A Small Guide to Cheeses Types
Cheeses can be classified according to many different criteria: type of milk, treatments, fat content, just to name a few. Discover more on Sensibus!
There are many characteristics to be considered or criteria to be respected when trying to classify cheeses: just to name a couple of them, the acidity, the content of fat, the area of origin, the aging period...
The diversity of cheese by type of milk
First of all it is necessary to distinguish cheeses according the type of milk.
- cow's milk cheeses
- sheep's mil cheese
- goat's milk cheese
- buffalo milk's cheese
- mixed milk cheeses, made by mixing various types of milk (cow-sheep, cow-goat, sheep-goat, cow-sheep-goat).
Cheeses by milk treatment
Depending on the heat treatment of milk during cheese-making we have:
- raw milk cheeses
- pasteurized milk cheeses.
Generally, the big companies tend to use pasteurized milk, but the choice also depends on the type of cheese to be obtained, the production regulations for that type of cheese, from local traditions and organoleptic characteristics to be achieved. The result is that raw-milk cheeses are more tasty than pasteurized cheeses, and widely appreciated by consumers.
In raw milk cheeses, the milk is not subjected to pasteurization, so that the positive bacterial microflora is kept unchanged giving specific organoleptic characteristics to the cheese. Instead, those made from pasteurized milk are subject to a heat treatment that eliminates any pathogenic bacteria and reduces the microflora.
Cheese by fat content
Cheese can be classified according to the fat content:
- fat cheeses
- semi-fat cheese
- low-fat cheese.
A cheese with a content of lipidic substances higher than 42% is defined as a full fat cheese type, when the percentage ranges from 20% to 42% it is a medium fat cheese; while a low fat cheese if produced with skimmed milk.
Cheese by texture
Depending on the consistency of the paste we have:
- soft cheeses
- semi-soft cheeses
- semi-hard cheeses
- hard cheeses.
The cheeses with a content of water exceeding 45% are considered as soft cheeses (Stracchino or Mozzarella) , those with a content between 35 and 45% are semi-hard cheeses (Manchego), those with a lower content of water are defined as hard cheeses (Parmigiano Reggiano and Pecorino).
Cheese classification based on the type of processing
The cheese paste is also classified according to the way in which it is processed during production. According to this criterion, we can distinguish:
- raw-curd cheeses
- semi-cooked curd cheeses
- cooked-curd cheeses
- stretched-curd cheeses.
Raw curd cheeses are those products that do not involve the cooking of the curd after its break. Fresh cheeses and soft cheeses generally belong to this category. In the case in which the curd is cooked at a temperature of 44-45 ° C (not higher than 48° C), the cheeses are classified as semi-cooked cheeses, and when they are cooked at more than 48° C, they are defined as cooked-curd cheeses.
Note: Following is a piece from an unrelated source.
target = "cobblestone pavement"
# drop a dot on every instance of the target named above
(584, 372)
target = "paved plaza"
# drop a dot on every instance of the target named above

Finally, when they are cooked at a temperature of 80-90°C/176-194°F they are classified as stretched-curd cheeses (like Mozzarella!).
Cheese by type of rind
Cheese classifications based on the type of rind:
- natural rind cheeses
- washed-rind cheeses
- bloomy-rind cheeses
- smoked cheeses
- blue-veined cheeses.
In washed-rind cheeses, the crust is washed with a solution of water and salt or sometimes oil. Paraffin as well as other materials based on wax or synthetic substances are also used and in these cases the rind is not edible.
In bloomy-rind cheeses spores of Penicillium candidum are used for the treatment of the crust, recognizable by the layer of white microflora that covers the whole cheese.
Smoked cheeses are subject to a smoking process which gives them the classic smoky aromas during the ripening stage. Yet, the smoking process has been replaced in many mediocre commercial cheeses by treatment chemicals which confer a smoky flavor to the product.
Blue-veined cheeses are obtained thanks to the injection of molds into the cheese paste (Gorgonzola, Stilton...).
Cheese classifications based on ripening
Finally, the aging also defines the classification of cheese.
Unripened cheeses (fresh cheeses) are not aged at all and after production are immediately ready for consumption (Robiola, Stracchino...); medium aged cheeses are aged for a period from 1 to 6 months (Piacentinu Ennese D.O.P.); long aged cheeses are ripened for more than 6 months (Parmigiano, Pecorino cheese...).